Acces to private field from nested class when the type of reference is a generic type variable with upper bound of outer class
Peter Levart
peter.levart at gmail.com
Fri Oct 7 14:54:00 PDT 2011
On Friday, October 07, 2011 11:15:13 PM maurizio cimadamore wrote:
> An intersection type A1, A2 ... An is defined as the most general type
> that is a subtype of both A1, A2 ... An.
> Since it is a subtype of all its components, it follows it should
> contain the members of the 'union' of the components. However, since
> it's a subtype, private members in supertypes are not inherithed.
>
> Maurizio
Quite true. And that's understandable for private field access.
And now for some puzzlers.
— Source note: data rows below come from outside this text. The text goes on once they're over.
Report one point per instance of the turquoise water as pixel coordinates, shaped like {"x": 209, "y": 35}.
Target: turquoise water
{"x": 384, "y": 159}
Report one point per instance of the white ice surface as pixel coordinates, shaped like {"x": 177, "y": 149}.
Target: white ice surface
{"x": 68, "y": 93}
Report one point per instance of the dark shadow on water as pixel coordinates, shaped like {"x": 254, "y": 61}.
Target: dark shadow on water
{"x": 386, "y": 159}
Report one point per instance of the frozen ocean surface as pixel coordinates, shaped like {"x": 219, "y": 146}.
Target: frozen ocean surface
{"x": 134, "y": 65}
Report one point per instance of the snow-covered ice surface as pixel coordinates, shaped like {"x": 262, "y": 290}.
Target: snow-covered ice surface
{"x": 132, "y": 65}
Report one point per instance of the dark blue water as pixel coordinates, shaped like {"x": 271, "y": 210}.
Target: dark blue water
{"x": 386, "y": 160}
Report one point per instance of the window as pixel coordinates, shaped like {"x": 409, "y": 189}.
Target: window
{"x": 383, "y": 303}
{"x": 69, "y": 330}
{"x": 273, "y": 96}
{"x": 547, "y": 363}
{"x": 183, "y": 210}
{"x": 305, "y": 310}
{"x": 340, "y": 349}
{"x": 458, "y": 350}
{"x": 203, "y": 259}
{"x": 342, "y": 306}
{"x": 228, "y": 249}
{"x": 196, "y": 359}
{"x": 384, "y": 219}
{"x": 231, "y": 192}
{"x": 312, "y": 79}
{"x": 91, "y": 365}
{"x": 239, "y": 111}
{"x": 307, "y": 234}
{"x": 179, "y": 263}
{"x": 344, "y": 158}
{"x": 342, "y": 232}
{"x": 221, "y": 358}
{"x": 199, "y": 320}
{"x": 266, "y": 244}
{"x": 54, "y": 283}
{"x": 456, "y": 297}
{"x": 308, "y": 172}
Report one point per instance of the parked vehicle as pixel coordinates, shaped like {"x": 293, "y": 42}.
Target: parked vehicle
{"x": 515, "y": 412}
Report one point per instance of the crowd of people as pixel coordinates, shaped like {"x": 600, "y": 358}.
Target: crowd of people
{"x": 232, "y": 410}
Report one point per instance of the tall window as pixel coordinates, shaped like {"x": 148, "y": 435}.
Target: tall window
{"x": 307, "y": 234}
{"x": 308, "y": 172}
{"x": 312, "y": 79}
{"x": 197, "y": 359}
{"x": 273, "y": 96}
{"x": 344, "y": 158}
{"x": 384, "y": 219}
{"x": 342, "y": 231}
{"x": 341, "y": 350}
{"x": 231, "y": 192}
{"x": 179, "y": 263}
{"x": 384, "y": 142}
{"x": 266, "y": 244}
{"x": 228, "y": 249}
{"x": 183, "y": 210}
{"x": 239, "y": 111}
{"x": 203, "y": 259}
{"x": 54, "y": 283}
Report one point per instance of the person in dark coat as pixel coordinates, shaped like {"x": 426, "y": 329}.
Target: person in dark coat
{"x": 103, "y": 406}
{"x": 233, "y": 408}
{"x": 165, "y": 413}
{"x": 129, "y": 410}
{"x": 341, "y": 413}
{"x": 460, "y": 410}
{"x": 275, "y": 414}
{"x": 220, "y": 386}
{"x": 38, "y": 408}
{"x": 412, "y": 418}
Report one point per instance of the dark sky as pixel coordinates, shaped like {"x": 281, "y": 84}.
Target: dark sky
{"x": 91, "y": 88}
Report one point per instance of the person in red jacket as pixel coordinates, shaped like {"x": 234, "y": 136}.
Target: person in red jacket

Let's take that definition and a look at the following program:
package test;
public class Test
{
public static class A
{
public int field = 1;
}
public static class B extends A
{
public int field = 2;
}
public static class FieldGetter<T extends A>
{
public int getField(T obj)
{
return obj.field;
}
}
public static void main(String[] args)
{
A a = new A();
B b = new B();
FieldGetter<A> aFieldGetter = new FieldGetter<A>();
FieldGetter<B> bFieldGetter = new FieldGetter<B>();
System.out.println(a.field); // 1
System.out.println(b.field); // 2
System.out.println(aFieldGetter.getField(a)); // 1
System.out.println(aFieldGetter.getField(b)); // 1
System.out.println(bFieldGetter.getField(b)); // 1 !!!
}
}
... in FieldGetter the T is the most general type that is a subtype of A and any subtypes of A
(which includes B). Now A.field is inherited by any subtypes of A, but it can also be hidden by
fields of the same name in any of the subtypes of A (as is in the example by B.field).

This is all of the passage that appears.